Xinye Cao, Laura De Zwaan and Victor Wong
This study sits at the intersection of financial planning and FinTech, focusing on robo-advisory, an affordable and accessible digital financial advisory service. Individuals’…
Abstract
Purpose
This study sits at the intersection of financial planning and FinTech, focusing on robo-advisory, an affordable and accessible digital financial advisory service. Individuals’ lack of trust has resulted in low adoption of robo-advice. This study aims to understand the psychological process of how individuals build trust in robo-advice, helping them engage with it more effectively and access affordable financial advice.
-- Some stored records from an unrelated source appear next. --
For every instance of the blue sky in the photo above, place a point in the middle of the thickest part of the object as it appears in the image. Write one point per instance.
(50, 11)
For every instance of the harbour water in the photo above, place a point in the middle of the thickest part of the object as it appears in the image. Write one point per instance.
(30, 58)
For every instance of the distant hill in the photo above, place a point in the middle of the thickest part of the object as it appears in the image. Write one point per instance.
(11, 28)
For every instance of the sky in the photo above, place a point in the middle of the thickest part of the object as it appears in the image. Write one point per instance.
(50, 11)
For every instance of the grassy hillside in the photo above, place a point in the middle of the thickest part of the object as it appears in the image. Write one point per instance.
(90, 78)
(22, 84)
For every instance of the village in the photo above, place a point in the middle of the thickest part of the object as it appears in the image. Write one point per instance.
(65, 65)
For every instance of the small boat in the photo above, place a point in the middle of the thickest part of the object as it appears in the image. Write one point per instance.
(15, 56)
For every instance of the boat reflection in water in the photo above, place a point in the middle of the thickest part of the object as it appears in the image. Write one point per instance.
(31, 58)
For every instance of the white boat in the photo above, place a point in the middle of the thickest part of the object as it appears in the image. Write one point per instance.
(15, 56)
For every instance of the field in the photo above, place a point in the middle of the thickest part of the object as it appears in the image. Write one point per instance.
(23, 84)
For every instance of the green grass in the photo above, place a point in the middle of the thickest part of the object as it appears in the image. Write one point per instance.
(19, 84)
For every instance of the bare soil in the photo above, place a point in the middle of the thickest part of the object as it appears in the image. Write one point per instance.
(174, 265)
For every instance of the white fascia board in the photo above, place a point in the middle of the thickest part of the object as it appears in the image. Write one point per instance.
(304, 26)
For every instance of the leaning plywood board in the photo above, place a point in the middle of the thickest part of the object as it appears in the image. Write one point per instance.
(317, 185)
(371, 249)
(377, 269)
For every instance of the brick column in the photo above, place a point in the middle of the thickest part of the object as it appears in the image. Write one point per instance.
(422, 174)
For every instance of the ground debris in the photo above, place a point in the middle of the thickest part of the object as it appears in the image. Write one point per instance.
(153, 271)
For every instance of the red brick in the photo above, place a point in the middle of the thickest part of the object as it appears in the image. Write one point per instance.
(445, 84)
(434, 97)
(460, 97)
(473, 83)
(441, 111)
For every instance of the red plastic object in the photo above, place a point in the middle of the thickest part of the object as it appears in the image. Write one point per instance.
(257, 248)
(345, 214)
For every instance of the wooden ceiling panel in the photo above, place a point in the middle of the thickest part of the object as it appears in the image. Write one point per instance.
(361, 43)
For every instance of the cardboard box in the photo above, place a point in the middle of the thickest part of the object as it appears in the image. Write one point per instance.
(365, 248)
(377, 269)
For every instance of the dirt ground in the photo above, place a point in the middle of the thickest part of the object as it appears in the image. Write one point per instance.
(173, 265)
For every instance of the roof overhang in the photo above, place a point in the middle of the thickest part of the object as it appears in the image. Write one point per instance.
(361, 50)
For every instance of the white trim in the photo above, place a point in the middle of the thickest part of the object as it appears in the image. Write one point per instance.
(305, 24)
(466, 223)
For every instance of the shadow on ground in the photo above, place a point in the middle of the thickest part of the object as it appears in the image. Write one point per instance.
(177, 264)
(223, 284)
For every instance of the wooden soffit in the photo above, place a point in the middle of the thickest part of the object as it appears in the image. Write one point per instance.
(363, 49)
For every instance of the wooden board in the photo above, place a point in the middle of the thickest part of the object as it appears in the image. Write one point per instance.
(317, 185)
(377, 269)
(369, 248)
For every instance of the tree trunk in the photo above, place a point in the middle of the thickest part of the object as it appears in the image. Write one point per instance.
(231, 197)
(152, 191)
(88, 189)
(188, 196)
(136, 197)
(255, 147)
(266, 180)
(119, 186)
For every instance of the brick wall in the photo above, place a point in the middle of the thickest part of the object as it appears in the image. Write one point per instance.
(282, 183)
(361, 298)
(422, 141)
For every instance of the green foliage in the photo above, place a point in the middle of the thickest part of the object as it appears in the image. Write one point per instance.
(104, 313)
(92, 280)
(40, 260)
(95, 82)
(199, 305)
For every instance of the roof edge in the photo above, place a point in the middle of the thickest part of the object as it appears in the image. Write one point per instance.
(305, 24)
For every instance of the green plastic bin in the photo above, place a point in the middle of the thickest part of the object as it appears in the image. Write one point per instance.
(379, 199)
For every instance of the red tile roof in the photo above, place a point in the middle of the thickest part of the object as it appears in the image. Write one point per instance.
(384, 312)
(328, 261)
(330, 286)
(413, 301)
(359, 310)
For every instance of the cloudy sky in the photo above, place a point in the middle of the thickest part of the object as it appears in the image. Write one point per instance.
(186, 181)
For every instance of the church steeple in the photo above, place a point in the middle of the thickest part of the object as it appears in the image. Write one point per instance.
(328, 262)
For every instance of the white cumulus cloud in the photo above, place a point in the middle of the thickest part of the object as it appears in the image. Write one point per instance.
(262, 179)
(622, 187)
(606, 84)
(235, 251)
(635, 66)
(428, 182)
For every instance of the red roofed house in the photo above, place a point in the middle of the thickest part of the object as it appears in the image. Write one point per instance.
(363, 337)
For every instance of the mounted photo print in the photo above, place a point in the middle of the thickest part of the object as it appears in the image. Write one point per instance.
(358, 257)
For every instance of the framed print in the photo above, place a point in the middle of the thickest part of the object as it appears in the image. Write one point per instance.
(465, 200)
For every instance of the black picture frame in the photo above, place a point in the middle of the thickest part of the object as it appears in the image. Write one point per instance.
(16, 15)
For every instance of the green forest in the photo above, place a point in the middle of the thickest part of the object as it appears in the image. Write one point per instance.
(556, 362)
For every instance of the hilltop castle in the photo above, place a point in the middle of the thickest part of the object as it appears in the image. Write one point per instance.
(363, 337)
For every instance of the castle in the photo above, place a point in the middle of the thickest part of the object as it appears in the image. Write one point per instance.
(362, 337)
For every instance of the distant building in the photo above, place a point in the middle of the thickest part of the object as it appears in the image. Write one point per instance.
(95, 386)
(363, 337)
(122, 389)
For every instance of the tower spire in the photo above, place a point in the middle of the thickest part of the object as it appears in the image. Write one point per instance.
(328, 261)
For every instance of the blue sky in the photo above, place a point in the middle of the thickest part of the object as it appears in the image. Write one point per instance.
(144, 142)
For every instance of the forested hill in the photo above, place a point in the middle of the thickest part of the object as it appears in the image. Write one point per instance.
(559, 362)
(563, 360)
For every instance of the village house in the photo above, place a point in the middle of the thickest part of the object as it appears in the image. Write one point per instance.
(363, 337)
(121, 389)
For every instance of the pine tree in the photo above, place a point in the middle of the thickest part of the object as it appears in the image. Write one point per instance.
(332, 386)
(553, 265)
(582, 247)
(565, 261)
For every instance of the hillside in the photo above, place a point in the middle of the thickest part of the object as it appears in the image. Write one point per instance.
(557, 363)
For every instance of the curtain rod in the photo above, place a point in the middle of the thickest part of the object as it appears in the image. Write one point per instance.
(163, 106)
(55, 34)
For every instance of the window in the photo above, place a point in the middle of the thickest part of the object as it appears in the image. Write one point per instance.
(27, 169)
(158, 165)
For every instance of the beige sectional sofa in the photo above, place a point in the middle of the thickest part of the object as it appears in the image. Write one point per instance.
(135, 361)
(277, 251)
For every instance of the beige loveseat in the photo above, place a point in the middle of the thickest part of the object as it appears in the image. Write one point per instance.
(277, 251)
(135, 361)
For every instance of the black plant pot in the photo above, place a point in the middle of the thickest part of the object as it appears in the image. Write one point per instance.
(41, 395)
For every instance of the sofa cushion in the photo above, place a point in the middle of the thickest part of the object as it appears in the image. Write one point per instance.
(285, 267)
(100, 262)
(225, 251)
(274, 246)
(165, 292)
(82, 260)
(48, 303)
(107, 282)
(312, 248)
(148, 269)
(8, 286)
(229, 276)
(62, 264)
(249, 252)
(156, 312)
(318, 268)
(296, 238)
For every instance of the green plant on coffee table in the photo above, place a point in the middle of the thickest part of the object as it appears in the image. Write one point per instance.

Design/methodology/approach
Using a trust transfer theory framework and 15 semi-structured interviews, this study identifies the sources people rely on to build trust in robo-advice.
Findings
The authors highlight four themes – social influence, psychological comfort, safeguarding and compliance and personal capacity – that shape individuals’ trust in robo-advice. In addition to direct trust in robo-advice, firm-specific trust and system trust can also transfer to trust in robo-advice. This study finds that financial literacy and risk tolerance moderate individuals’ trust in robo-advice, while psychological comfort first shapes trust and then drives adoption. The findings suggest that even young, tech-savvy individuals may not fully benefit from robo-advice due to low personal capability. They also prefer a hybrid model, where combining robo-advice with traditional advisory services could offer greater benefits.
Originality/value
This study details the concept of trust in the robo-advice context into three dimensions: technology trust, firm-specific trust and system trust. Existing research on robo-advice lacks quantitative tests on firm-specific and systemic trust; therefore, this qualitative exploratory study offers foundational theoretical insights.